Let $f(x)=1+4x-x^2, \forall x\in \mathbb{R}$
$g(x)= \max \{f(t):x \leq t \leq x+1 ; 0\leq x\leq 3\}$
I have quite basic doubt I know the meaning of $\min$ or $\max{g(x),h(x)}$ but what's the meaning of $\max{f(t)}$. It would be great if someone could explain by graph.
You are told that $g$ is a function defined on $[0,3]$.
For any $x$ in the domain of $g$ (that, is for a given $x\in[0,3]$), the value of $g(x)$ is computed by finding the largest value of $f$ on the interval $[x,x+1]$.
For example, $g(0)$ is the largest value of $1+4t-t^2$ as $t$ ranges between $0$ and $1$.

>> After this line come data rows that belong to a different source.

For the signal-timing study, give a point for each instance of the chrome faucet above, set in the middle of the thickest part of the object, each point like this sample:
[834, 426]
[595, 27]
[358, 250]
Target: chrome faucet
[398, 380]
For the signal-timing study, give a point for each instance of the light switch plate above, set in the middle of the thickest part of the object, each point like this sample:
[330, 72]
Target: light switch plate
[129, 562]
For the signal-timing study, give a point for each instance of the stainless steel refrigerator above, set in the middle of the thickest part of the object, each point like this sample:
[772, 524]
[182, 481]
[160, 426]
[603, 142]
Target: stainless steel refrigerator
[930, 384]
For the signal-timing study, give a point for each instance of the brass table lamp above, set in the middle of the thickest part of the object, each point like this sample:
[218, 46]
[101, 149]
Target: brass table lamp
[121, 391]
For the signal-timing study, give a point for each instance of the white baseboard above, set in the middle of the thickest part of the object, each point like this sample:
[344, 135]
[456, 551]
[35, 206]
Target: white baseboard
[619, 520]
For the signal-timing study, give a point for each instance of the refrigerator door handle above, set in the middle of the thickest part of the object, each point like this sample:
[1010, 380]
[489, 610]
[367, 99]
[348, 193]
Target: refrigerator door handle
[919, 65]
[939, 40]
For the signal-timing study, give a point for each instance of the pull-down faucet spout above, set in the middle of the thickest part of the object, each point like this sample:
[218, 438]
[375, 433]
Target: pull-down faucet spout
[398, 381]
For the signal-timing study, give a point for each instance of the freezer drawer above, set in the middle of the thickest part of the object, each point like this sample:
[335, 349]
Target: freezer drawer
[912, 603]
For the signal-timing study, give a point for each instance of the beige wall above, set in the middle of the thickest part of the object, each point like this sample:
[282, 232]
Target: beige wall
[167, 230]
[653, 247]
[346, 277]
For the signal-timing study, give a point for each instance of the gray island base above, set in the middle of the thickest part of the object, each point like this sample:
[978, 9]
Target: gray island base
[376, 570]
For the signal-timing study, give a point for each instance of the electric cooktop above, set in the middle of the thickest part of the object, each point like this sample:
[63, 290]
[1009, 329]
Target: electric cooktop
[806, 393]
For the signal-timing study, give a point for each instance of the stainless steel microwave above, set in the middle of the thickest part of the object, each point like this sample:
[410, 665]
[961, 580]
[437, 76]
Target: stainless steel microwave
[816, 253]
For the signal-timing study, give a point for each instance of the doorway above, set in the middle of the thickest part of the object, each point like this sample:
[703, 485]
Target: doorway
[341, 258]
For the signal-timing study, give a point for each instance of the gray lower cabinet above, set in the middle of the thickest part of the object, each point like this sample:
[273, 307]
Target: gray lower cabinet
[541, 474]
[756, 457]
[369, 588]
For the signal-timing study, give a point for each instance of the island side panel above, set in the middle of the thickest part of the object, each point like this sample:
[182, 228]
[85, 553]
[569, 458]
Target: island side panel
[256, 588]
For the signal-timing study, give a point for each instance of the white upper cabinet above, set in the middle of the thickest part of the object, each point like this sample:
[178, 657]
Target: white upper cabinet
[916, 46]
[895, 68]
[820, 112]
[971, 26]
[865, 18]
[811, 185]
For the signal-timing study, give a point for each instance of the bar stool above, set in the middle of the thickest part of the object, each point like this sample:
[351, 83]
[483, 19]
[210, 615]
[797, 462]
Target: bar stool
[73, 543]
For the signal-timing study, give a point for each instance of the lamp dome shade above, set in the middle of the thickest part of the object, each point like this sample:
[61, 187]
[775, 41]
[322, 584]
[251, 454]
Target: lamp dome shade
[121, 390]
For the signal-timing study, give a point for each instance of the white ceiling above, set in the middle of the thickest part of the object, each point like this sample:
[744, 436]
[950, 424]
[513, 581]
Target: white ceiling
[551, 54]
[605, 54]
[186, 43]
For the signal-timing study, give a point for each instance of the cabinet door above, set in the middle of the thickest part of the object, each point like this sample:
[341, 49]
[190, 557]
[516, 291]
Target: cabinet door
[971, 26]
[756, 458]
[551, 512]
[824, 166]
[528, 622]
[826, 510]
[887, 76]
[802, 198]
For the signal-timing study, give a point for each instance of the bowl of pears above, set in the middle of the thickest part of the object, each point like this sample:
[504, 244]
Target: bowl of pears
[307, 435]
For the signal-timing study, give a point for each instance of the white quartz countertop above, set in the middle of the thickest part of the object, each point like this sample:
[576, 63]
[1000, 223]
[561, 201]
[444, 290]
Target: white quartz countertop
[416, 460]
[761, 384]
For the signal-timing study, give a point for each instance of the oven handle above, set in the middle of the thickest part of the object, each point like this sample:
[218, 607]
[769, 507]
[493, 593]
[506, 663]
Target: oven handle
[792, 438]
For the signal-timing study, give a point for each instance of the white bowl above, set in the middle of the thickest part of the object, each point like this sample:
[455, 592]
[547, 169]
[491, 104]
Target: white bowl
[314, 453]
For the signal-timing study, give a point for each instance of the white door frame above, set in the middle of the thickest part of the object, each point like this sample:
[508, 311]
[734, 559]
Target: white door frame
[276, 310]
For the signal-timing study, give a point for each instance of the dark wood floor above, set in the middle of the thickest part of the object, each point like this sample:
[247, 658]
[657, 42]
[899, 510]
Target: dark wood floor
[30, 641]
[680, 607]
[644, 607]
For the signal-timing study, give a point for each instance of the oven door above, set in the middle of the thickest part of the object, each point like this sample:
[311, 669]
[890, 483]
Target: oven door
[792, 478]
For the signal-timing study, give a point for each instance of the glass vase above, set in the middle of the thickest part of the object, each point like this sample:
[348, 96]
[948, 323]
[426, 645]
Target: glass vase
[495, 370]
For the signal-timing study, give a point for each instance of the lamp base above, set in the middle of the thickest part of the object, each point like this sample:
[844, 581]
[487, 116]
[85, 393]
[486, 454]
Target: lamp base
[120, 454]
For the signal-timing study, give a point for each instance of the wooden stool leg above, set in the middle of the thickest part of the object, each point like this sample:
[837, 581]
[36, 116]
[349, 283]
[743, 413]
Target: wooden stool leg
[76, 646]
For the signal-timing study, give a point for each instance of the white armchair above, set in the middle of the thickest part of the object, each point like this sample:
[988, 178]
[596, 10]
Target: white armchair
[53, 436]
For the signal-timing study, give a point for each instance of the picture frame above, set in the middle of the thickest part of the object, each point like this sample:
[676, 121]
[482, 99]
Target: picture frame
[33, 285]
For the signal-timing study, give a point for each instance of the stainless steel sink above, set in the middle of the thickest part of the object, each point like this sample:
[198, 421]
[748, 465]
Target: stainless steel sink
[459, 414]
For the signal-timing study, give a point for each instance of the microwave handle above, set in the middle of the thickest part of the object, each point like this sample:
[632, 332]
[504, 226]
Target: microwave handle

And $g(2)$ is the largest value of $1+4t-t^2$ as $t$ ranges between $2$ and $4$.
So that's why the rule for $g$ is $$g(x) = \max_{x\leq t \leq x+1} (1+4t-t^2)$$
Note: If $x\leq 1$, then $g(x)= f(x+1)$ since the max of $f$ on $[x,x+1]$ is at the right endpoint.
Similarly, if $x \geq 2$, then $g(x) = f(x)$ since the max of $f$ on $[x,x+1]$ is at the left endpoint.
And if $x\in [1,2]$, then $g(x) = f(2)$ since the max of $f$ is the global max of $f$ and this is at $2$.